Konstantin Hotimsky’s (1915-1990) substantial Russica collections went in several tranches to Melbourne University Library in 1965. Hotimsky fell out with Fisher Library staff after his Australiana collection, that he donated between 1959 and 1964, was apparently neither accessioned nor processed. Libraries need to woo collectors, but their willingness to do so and to take in collections has diminished dramatically in recent years. This has been largely resulted from budget cuts, a lack of staff expertise and a reallocation of physical space to accommodate digital “student commons”.
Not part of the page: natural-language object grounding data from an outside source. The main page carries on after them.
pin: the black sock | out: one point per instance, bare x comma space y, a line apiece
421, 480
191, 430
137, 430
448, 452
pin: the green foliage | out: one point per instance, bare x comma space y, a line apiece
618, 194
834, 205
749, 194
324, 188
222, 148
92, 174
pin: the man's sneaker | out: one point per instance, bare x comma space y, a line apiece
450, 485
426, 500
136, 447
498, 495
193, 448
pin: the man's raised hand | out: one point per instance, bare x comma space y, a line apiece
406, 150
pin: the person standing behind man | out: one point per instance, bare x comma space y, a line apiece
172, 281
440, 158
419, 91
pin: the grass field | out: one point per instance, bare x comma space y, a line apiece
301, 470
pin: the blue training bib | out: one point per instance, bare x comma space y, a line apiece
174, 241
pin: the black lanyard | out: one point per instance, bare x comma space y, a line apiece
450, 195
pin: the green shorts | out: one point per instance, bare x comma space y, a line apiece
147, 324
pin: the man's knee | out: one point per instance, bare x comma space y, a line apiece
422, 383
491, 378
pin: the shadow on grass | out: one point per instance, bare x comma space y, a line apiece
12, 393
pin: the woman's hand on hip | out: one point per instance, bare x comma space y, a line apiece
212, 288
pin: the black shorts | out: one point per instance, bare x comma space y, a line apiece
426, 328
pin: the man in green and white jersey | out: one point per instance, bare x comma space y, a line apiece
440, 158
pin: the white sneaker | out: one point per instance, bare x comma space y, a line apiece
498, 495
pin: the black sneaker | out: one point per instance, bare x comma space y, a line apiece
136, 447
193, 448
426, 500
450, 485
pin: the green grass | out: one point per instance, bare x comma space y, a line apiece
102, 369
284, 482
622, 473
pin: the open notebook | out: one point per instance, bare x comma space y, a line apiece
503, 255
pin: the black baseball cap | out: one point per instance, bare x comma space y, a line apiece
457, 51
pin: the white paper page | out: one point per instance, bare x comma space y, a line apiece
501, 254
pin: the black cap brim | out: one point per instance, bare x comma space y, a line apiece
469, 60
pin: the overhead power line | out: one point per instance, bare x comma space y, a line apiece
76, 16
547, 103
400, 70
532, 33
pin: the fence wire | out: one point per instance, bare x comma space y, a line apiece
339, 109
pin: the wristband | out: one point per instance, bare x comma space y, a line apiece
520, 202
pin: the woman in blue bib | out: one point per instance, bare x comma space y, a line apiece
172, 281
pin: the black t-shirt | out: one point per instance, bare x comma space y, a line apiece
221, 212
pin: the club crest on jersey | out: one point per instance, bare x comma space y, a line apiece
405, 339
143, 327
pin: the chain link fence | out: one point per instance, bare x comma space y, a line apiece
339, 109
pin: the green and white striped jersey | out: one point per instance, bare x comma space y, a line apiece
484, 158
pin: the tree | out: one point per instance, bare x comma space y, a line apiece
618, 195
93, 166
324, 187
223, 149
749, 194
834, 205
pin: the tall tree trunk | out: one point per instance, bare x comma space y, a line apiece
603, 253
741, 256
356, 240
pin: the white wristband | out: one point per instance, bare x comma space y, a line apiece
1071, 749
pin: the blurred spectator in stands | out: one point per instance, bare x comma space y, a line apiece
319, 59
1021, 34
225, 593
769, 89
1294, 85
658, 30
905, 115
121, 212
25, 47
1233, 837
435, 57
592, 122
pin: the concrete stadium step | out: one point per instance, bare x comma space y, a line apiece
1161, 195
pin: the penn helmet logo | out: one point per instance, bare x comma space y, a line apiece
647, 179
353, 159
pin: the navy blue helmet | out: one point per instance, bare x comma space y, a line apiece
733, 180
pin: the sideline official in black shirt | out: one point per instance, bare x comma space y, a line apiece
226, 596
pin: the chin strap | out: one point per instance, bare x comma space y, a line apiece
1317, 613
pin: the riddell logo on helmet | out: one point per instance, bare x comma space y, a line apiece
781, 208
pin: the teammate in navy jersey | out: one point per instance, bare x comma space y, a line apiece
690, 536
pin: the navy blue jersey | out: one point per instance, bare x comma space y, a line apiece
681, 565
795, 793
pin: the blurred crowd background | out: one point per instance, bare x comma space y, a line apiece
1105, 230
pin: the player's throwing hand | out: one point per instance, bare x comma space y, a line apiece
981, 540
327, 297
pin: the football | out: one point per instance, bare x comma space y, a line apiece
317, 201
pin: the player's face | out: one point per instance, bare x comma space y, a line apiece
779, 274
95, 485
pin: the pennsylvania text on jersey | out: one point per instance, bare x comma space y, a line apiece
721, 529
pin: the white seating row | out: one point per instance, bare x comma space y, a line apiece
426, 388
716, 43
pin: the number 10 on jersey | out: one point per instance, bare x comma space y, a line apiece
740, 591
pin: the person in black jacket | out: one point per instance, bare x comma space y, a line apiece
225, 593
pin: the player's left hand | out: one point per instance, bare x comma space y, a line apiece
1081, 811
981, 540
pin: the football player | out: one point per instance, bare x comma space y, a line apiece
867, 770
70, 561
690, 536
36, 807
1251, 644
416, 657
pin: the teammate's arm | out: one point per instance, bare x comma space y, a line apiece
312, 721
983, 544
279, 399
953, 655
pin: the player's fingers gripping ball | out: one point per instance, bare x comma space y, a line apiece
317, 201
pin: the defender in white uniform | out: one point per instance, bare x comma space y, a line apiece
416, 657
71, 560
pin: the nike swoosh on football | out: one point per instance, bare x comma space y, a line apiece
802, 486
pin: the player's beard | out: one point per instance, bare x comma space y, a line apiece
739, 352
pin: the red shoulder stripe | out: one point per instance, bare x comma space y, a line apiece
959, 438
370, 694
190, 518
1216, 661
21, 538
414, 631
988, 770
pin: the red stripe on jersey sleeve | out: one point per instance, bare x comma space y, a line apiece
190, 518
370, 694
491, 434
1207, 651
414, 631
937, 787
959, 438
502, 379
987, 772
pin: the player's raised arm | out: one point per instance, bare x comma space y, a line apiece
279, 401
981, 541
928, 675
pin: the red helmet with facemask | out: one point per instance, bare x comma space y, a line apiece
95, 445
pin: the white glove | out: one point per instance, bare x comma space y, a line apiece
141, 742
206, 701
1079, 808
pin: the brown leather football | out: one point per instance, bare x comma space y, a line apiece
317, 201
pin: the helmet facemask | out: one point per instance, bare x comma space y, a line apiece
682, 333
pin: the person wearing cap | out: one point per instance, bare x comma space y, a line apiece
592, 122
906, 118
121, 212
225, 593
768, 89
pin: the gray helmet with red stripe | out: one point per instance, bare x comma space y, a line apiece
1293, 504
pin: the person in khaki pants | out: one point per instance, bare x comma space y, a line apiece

The emphasis on the digital is reflected Scarlett’s comment, “The taste of the modern age is not for books, unless in the inert form on which they can be read on a computer”. Lifeline book fairs would seem to contradict this on the popular level, but there is still much valuable research print material that needs to be preserved. One notes the random dispersal of a number of major Canberra personal libraries, such as that of the late Professor Derek Freeman, that deserved a better fate.
Some scholars give away their libraries to the next generation of students. The 2013 ANU Melville Hall dispersal of the libraries of Professor Iain Wright, and part of the library of Professor Ralph Elliott, sets an example, perhaps for others. Jack Waterford’s 2013 suggestion for a collection holding repository in Fyshwick, so that the libraries of retired academics and public servants could be sifted and assessed, resonates here.
Australian Book Collectors provides fascinating insights into an array of collectors and their place in Australia’s culture and history. The three volumes to date should become a standard reference source in Australian libraries. One hopefully looks to further Stitz in time.
This story Administrator ready to work first appeared on Nanjing Night Net.